Das ist der Grund, warum wir uns so oft der Zerstreuung hingeben, statt an einer wichtigen Aufgabe zu arbeiten.

Fazit: Wenn wir eine wertvolle Routine wirklich konsequent durchziehen wollen, muss sie uns sofort belohnen - am besten noch während der Tätigkeit.

Erinnern wir uns an die Gewohnheit, die wichtigste Aufgabe des Tages zuerst zu erledigen. Hilft es, wenn wir uns danach mit einem großen Café Latte draußen in der Sonne belohnen?

Psychologin Wendy Wood ist hier skeptisch - weil der Kaffee eben erst nach der Handlung folgt. Besser sei es, ihn immer schon während der gewohnheitsmäßigen Aufgabe selbst zu trinken.

„Das Wichtige ist nicht, ob die Belohnung Teil der eigentlichen Aufgabe ist oder nicht“, erklärt Wood - ob der Kaffee also zur Arbeit selbst gehört. Es komme darauf an, dass sich die Belohnung während der Aufgabe einstellt. „Sie muss ein Teil des Erlebnisses sein. Etwas, mit dem wir uns besser fühlen.“

Am wirkungsvollsten sind hier natürlich starke intrinsische Belohnungen - also zum Beispiel Stolz, das Spüren von Sinnhaftigkeit oder das gute Gefühl, auf seinem persönlichen Weg ein gutes Stück voranzukommen.

Und wenn sich solche Gefühle bei Ihrer Arbeit einfach nicht einstellen? Dann ist es womöglich Zeit, den nächsten Ratschlag zu berücksichtigen.

Manchmal ist es Zeit für einen echten Umbruch

Wenn Sie das Gefühl haben, nicht aus ihren alten Routinen herauszukommen, dann ist es eventuell Zeit für einen radikalen Schritt: Suchen Sie sich einen ganz neuen Job in einer anderen Firma mit einer anderen Arbeitskultur.

Einer der effektivsten Wege, um neue Gewohnheit zu entwickeln, sei die Suche nach einem Arbeitsumfeld, wo das gewünschte Verhalten die Norm sei, schreibt James Clear - etwa eine gute Feedback-Kultur oder produktive Teamarbeit.

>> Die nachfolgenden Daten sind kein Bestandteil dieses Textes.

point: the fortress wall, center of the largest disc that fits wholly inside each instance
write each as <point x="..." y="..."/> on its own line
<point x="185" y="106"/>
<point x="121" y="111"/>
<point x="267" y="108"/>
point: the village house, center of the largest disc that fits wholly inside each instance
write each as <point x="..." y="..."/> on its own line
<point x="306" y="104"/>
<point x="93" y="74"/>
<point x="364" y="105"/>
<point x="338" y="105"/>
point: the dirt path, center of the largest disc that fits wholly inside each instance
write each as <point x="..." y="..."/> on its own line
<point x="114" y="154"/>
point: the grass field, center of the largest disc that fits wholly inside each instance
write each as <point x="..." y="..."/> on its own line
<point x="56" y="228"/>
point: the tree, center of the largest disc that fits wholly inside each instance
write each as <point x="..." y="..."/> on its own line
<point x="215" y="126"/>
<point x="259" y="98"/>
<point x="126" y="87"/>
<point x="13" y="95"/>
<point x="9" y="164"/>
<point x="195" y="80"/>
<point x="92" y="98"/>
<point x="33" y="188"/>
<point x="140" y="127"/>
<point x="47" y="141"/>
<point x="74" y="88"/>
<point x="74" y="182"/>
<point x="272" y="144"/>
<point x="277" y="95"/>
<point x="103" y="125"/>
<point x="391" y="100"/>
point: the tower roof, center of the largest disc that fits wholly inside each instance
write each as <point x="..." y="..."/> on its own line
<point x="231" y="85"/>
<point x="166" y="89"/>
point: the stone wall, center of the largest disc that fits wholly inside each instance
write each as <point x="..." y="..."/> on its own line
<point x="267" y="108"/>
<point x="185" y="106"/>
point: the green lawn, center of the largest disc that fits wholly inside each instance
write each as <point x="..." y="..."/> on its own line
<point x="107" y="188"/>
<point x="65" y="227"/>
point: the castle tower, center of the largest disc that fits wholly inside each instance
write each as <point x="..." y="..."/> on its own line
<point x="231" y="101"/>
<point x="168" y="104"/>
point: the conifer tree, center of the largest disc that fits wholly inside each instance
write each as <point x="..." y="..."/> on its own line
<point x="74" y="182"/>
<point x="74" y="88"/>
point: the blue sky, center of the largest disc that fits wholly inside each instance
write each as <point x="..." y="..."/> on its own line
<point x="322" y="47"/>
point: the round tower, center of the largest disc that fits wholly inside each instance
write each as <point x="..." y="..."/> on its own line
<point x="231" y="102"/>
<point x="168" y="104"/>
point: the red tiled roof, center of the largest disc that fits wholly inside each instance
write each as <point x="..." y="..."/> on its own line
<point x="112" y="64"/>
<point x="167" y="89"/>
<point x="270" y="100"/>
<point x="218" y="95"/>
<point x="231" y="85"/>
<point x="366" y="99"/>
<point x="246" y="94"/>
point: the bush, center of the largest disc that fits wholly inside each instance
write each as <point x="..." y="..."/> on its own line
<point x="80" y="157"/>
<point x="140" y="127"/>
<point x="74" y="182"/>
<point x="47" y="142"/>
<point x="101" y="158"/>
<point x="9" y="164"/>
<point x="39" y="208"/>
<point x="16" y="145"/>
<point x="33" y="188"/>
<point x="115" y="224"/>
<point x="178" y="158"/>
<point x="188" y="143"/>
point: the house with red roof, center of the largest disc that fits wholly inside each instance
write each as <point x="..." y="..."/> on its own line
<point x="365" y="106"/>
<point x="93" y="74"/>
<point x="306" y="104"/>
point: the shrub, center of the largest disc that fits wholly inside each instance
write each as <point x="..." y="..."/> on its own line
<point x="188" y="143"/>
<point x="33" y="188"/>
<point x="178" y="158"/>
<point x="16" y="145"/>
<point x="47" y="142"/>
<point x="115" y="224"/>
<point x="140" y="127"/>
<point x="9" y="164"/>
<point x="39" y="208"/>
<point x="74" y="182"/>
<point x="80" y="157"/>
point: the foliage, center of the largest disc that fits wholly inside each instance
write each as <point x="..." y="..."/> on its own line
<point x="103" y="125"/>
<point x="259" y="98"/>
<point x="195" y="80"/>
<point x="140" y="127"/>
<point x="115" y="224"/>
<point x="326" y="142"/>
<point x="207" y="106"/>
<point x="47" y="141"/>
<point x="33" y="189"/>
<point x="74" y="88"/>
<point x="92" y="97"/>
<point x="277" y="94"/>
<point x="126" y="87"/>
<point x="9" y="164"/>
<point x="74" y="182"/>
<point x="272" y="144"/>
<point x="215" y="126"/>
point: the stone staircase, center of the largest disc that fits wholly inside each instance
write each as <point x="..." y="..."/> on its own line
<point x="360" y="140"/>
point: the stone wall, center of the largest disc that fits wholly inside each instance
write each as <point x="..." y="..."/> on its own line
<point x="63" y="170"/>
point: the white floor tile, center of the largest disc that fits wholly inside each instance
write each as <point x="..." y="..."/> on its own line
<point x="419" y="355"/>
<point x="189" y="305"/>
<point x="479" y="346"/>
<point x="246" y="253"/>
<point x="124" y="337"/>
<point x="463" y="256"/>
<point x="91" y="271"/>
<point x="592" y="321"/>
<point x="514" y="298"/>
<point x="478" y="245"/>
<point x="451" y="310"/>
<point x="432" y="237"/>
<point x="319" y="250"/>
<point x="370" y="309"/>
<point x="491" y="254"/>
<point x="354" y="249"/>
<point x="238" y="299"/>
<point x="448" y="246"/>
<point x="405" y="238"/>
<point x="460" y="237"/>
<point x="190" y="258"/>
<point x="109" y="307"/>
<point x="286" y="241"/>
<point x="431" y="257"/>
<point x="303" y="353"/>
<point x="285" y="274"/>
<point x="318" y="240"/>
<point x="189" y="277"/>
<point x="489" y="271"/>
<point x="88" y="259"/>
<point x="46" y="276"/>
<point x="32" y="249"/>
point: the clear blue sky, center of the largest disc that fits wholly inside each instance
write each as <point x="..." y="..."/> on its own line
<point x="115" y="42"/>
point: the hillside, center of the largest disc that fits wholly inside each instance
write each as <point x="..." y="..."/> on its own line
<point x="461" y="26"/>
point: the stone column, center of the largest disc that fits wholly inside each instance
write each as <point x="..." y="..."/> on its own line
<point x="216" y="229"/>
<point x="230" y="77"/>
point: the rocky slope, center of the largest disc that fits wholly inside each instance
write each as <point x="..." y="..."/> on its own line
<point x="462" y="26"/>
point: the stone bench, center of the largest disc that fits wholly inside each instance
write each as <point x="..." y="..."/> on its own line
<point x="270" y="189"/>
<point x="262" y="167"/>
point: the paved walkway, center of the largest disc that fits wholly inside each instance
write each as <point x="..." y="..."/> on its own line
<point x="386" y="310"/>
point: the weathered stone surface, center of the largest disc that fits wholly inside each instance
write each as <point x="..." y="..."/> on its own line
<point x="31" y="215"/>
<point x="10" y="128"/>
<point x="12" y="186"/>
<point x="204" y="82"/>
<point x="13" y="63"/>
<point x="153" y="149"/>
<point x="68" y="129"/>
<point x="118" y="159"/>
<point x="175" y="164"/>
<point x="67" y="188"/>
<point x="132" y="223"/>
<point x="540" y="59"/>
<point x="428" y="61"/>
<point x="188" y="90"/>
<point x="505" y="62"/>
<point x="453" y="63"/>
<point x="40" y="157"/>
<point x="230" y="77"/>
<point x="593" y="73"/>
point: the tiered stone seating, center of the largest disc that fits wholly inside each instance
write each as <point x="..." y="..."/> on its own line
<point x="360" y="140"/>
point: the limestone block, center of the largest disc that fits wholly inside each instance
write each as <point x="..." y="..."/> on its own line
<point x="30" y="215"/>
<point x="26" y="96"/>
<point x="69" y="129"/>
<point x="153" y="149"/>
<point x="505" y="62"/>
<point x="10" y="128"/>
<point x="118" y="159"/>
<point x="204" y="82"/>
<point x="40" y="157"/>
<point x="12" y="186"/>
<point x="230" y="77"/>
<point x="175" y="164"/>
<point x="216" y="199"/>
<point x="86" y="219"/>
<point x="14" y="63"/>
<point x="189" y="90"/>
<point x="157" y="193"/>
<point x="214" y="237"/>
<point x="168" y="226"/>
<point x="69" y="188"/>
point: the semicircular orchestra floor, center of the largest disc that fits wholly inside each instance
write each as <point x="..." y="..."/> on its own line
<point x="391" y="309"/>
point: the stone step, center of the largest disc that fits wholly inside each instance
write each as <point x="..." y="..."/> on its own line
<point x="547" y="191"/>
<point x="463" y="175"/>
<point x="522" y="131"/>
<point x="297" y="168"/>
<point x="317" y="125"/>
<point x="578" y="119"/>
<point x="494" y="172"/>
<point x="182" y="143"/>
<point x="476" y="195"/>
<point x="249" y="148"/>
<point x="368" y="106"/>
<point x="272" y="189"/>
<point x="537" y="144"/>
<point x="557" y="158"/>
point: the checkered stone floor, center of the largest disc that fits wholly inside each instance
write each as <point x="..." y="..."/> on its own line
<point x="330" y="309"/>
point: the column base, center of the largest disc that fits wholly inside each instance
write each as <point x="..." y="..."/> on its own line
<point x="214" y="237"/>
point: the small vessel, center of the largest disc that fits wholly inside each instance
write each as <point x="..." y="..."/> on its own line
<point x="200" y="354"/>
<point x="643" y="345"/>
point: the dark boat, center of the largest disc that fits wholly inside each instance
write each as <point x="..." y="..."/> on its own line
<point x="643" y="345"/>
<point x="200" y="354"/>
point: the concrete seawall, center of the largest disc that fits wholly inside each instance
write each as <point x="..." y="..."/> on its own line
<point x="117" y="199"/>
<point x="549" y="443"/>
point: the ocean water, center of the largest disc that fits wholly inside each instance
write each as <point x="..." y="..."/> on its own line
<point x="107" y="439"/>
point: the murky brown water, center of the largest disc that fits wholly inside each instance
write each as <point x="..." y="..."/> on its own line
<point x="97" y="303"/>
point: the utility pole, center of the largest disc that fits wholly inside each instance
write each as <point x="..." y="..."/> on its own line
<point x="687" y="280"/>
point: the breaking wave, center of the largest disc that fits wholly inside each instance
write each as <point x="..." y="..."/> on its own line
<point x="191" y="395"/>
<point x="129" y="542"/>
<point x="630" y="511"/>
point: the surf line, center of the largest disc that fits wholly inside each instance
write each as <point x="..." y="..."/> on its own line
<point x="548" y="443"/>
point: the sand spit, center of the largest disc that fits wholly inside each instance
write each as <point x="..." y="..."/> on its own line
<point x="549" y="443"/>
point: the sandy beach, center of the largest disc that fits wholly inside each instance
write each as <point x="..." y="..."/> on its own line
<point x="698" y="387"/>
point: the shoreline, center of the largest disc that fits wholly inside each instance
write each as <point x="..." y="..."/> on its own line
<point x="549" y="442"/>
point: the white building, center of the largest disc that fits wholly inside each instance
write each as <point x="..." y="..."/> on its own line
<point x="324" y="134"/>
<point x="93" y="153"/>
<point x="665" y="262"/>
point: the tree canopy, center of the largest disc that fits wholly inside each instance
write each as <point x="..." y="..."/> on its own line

Das ist manchmal nur durch Jobwechsel möglich.

Wendy Wood ist der Überzeugung, dass wir manchmal Unterbrechungen brauchen, um unser Leben neu zu sortieren.

„Wir haben plötzlich die Freiheit, neue Verhaltensweisen einzuüben, ohne dass uns fest verankerte Reize und eingeschliffene Reaktionen den Weg verbauen“, schreibt sie.

Tasse Kaffee gefällig? Schon eine kleine Belohnung ist eine gute Motivation.

Tasse Kaffee gefällig? Schon eine kleine Belohnung ist eine gute Motivation.

Foto: Monique Wüstenhagen/dpa-tmn

Paradoxerweise sind es gerade unsere eigentlich so nützlichen Gewohnheiten, die einen Wunsch nach Aufbruch auslösen können. Der französische Philosoph Félix Ravaisson nannte es das „doppelte Gesetz der Gewohnheit“.

Verhaltensforscherin Wood erklärt es so: „Wiederholung stärkt unsere Tendenz, etwas zu tun, aber sie schwächt auch unser Gefühl für diese Handlung.“ Das kann uns die Kraft rauben und das Gefühl von Sinnhaftigkeit nehmen.

Wood ruft dazu auf, Unterbrechungen - zum Beispiel eine Kündigung - als Chance zu begreifen.

Denn: Sie zwingen uns zum Nachdenken darüber, wie wir unsere Gewohnheiten mit unseren Zielen in Übereinstimmung bringen.

Kurzum: Wir werden zu authentischeren Versionen unserer selbst.